Dynamically allocating and copying an array

I sometimes see code like this:

char* copyStr(char* input) {
  int inputLength;
  char *answer;

  inputLength = strlen(input);

  answer = malloc(inputLength + 1);
  answer = input;

  return answer;
}

People often say this code doesn't work and that this pattern

answer = malloc(inputLength + 1);
answer = input;

makes no sense. Why is it so? To my eye, the code is OK. It allocates the right amount of memory for the answer, and then copies the input to the answer. And it seems to work in my tests, for example

int main()
{
   printf ("%s\n", copyStr("Hello world!"));
}

does what I expect it to do. So what's wrong with it?

Solution

  • To put it simply. This code:

    var = foo();
var = bar();

    is 100% equivalent to this in all1 situations:

    foo();
var = bar();

    Furthermore, if foo() has no side effects, it's 100% equivalent to just the last line:

    // foo(); 
var = bar();

    This goes for ANY function, including malloc. If we for a moment forget what malloc does and just focus on what just have been said, we can quickly realize what's written in the comments in this code:

    answer = malloc(inputLength + 1);
// Here, the variable answer contains the return value from the call to malloc
answer = input;
// Here, it contains the value of input. The old value is overwritten, and
// is - unless you saved it in another variable - permanently lost.

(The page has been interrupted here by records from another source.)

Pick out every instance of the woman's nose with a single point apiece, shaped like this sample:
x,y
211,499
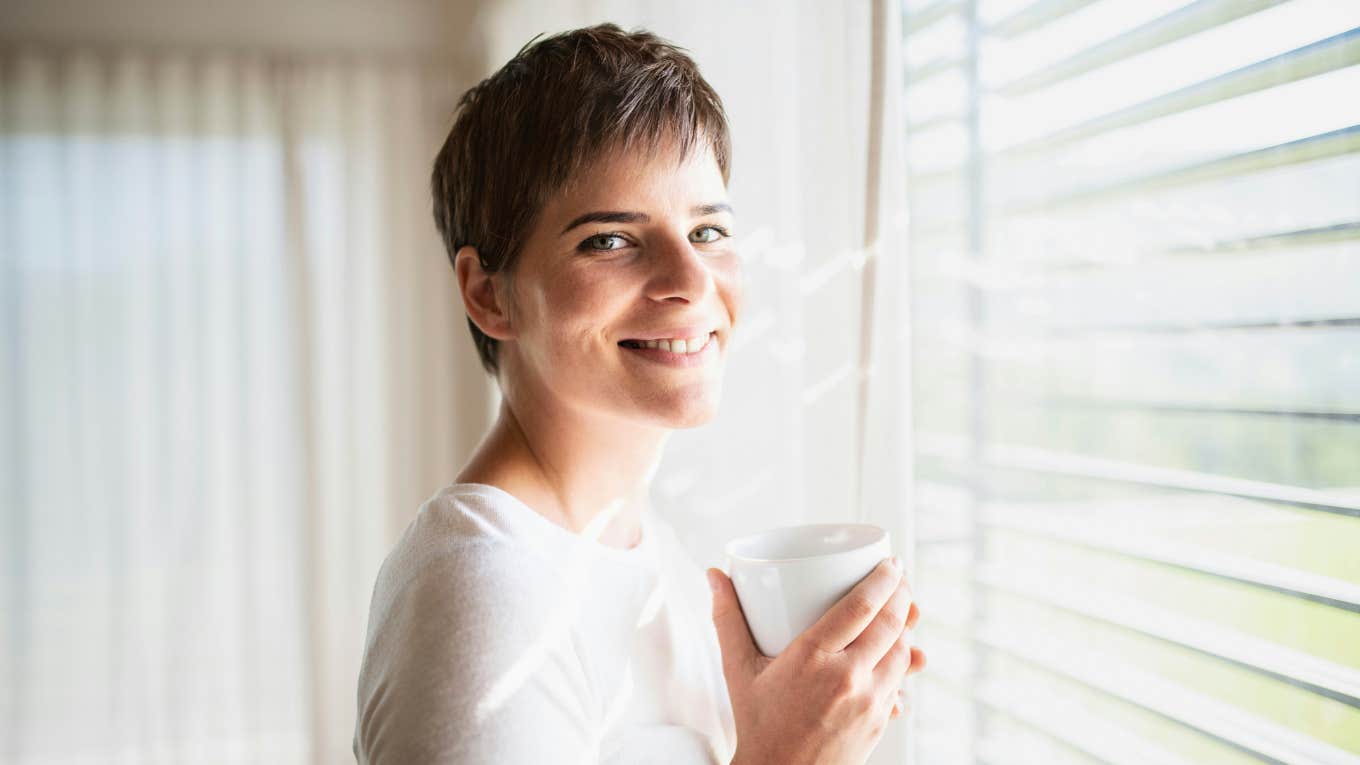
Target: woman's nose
x,y
677,272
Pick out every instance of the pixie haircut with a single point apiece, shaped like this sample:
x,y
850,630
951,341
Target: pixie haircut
x,y
562,102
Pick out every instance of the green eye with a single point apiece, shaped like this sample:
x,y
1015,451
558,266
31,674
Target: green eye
x,y
713,234
605,241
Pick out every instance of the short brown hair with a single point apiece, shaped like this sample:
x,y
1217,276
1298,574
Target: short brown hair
x,y
524,132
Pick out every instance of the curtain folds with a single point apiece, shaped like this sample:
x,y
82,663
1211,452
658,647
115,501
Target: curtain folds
x,y
230,347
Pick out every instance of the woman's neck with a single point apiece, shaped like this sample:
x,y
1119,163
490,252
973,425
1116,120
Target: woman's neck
x,y
586,474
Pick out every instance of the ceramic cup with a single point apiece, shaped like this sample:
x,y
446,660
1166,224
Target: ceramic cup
x,y
788,577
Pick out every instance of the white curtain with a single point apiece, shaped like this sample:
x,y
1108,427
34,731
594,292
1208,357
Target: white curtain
x,y
227,377
233,364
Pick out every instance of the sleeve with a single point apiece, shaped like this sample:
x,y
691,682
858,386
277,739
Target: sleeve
x,y
472,662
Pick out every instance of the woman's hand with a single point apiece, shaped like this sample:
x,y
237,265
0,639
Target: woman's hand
x,y
830,693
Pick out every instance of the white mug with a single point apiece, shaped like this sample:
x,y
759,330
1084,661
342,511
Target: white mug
x,y
788,577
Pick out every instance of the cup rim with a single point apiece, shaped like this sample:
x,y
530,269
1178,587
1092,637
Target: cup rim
x,y
880,534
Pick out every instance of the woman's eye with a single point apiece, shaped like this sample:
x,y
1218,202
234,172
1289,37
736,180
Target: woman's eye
x,y
605,241
707,234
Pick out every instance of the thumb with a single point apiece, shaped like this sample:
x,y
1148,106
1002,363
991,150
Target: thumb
x,y
739,651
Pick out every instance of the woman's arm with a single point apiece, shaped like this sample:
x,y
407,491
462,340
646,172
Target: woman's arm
x,y
464,664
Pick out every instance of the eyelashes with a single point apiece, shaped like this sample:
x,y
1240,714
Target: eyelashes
x,y
595,241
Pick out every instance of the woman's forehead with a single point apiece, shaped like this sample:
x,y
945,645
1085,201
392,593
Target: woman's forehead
x,y
635,177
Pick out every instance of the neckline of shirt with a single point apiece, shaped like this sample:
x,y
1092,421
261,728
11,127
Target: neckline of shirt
x,y
639,553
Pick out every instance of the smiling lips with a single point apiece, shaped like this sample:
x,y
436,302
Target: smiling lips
x,y
687,351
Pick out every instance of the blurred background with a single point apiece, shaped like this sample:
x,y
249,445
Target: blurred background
x,y
1064,293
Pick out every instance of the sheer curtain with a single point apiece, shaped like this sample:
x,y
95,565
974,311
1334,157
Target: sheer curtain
x,y
229,375
231,365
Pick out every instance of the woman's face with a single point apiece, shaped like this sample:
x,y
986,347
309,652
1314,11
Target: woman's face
x,y
637,252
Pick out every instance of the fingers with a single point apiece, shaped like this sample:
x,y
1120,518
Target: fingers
x,y
899,707
886,626
892,667
852,614
918,662
739,649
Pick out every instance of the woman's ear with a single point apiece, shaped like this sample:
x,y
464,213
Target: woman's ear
x,y
480,298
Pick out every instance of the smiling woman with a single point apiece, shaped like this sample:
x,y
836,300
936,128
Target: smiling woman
x,y
537,610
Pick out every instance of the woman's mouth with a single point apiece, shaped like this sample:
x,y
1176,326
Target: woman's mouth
x,y
679,351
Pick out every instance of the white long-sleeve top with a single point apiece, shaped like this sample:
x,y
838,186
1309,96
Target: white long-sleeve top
x,y
499,636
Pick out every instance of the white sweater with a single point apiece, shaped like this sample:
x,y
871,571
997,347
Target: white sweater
x,y
499,636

    What malloc does really simple. It returns a pointer to a memory block, or a NULL pointer if the allocation failed.2 That's it. What you are doing with a call like ptr = malloc(size) is absolutely nothing more fancy than storing that address in the pointer variable ptr. And pointer variables are in the same way no more fancy than other variables like int or float. An int stores an integer. A pointer stores a memory address. There's no magic here.

    1It's 100% equivalent except you're doing really fancy stuff like reading the variable var with an external program 2malloc(0) can return a non-null pointer, but in practice it does not make a difference since it would be undefined behavior to dereference it, and allocating zero bytes is a pretty pointless (haha, point) operation.